All Abiotrophia and Granulicatella strains were susceptible to vancomycin. However, depending on the culture medium used for E-test method, we observed discrepant results. Overestimation of vancomycin E-test values have previously been reported for Strepococci spp., when compared to values obtained with broth or agar dilution methods [3840]. Vancomycin E-test values should thus be interpreted with caution.

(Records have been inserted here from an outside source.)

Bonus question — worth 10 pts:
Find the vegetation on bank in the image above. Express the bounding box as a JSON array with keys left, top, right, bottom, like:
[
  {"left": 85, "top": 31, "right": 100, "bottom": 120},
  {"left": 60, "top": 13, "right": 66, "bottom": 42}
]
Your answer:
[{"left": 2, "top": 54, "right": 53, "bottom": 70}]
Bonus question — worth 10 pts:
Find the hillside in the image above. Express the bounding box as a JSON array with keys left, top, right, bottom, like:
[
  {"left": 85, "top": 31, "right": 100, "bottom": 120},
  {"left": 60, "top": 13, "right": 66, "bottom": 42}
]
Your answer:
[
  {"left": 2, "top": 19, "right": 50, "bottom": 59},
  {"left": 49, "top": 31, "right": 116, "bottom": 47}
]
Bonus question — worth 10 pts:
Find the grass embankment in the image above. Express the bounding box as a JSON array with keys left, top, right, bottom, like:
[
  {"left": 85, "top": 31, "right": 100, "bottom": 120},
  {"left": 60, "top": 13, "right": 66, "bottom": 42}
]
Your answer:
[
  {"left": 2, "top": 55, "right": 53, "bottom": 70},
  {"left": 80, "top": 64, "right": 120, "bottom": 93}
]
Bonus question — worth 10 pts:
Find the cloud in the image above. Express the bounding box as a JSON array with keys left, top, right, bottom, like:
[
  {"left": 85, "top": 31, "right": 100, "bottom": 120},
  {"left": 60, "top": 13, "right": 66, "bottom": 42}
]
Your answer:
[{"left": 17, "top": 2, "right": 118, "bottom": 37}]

As observed in this series, Granulicatella spp. bacteraemia may occur in the setting of chemotherapy-associated mucositis and neutropenia. Oro-intestinal colonisation by Granulicatella spp. and subsequent mucositis may represent predisposing factors for bacteraemia in neutropenic patients, as it is well documented for viridans streptococci [41, 42]. The absence of cases of bacteraemia due to A. defectiva in neutropenic patients could reflect a lower frequency of oral colonisation by this species in comparison to Granulicatella spp. In one study, the rates of oral colonisation in healthy students were 11.8% and 87.1% for A. defectiva and G. adiacens, respectively [9].


We report six cases of bacteraemia due to Granulicatella spp. in febrile neutropenic patients. Chemotherapy-induced neutropenia and oral mucositis may represent predisposing factors. Granulicatella spp. should be considered as a possible agent of bacteraemia in neutropenic cancer patients.